Wiping With the Ones You Love (To Hate)

Small, tight-knit guilds are fantastic. They’ve become my preferred guild of choice and I’m glad that Blizzard made them a viable structure to raiding in Wrath of the Lich King. Don’t get me wrong, I loved my mega-hardcore guild in vanilla, but the sheer mass and competition for spots sapped my ability to make personal connections. The atmosphere of my current guild, Bonus Lizard, couldn’t be more different.

The Lizard is incredibly small, maybe 20 core members, obviously making personal connections far easier. Voices are easily identified, alt character names are mapped to their mains’ name without a struggle, etc. I’ve even been able to learn real names, something I am notoriously bad at. All the camaraderie means the bank is fairly open, members share resources and even though the membership level is anemic, someone is always there to lend a hand in heroics or to deal with the damn dirty horde.

The diminutive membership number does have its drawbacks. The major one occurring on raid nights. Should just one or two core raiding members be unavailable, there’s a chance that the raid could be outright canceled. So far, we’ve had fair warning during Cataclysm raiding, allowing us to continue our raiding schedule with a little bit of guilt tripping or even a PUG or two. The replacements are not necessarily any worse, just inexperienced and out of tune with the rest of the guild. This has inevitably caused poor pulls, bad coordination, and wasted time. In short, wiping. But, you know what? I don’t give a Valiona’s tale.

I treat these rare off nights with much less vigor and passion than I normally reserve for raiding. We’re still out to get the purpalz, but the guild, seemingly as a whole, relaxes during these raids. We joke more, difficult given how much we joke normally, with seldom heard voices chiming in. Raid and guild chat aren’t dark, unused channels and I get to bring my horribly undergeared rogue to soak up loot. Win-win. It’s these times that additional bonding happens. Wipes are shrugged off – “Eh, we’re not full strength” – and we regroup to try again.

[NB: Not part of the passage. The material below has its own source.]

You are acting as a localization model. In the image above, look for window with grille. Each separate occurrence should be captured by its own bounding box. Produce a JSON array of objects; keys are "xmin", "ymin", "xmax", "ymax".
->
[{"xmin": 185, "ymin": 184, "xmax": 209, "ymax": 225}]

Now if this were a full PUG run or even my vanilla WoW guild, I may be running for the exit or have a “Comcastic issue.” But when you’re dieing with friends, it’s so much easier to see the light.


  1. My guild is the exact same way as yours. We have a small core group oof players that play together pretty much all the time. we arent raiding yet, due to the fact that none of us are geared enough to start. we all took our time lvling our toons. As it stands now only about 4 out of the 9 are even geared enough for heroics. Its a small casual guild, only about 100 members, wiht about 13 to 17 active members. That and we all get bored very fast and tend to hop from one alt to the next through out the night.lol. so i guess you could say we are an Alt-whore guild.

  2. I gotta agree with this. It’s something that happens not only with guilds but people you run with consistently. You bond and bond very tightly. Eventually, even those puggers who might not be up to par get with the program and improve which only does two things: builds your guild’s reputation as well as improves the community as a whole.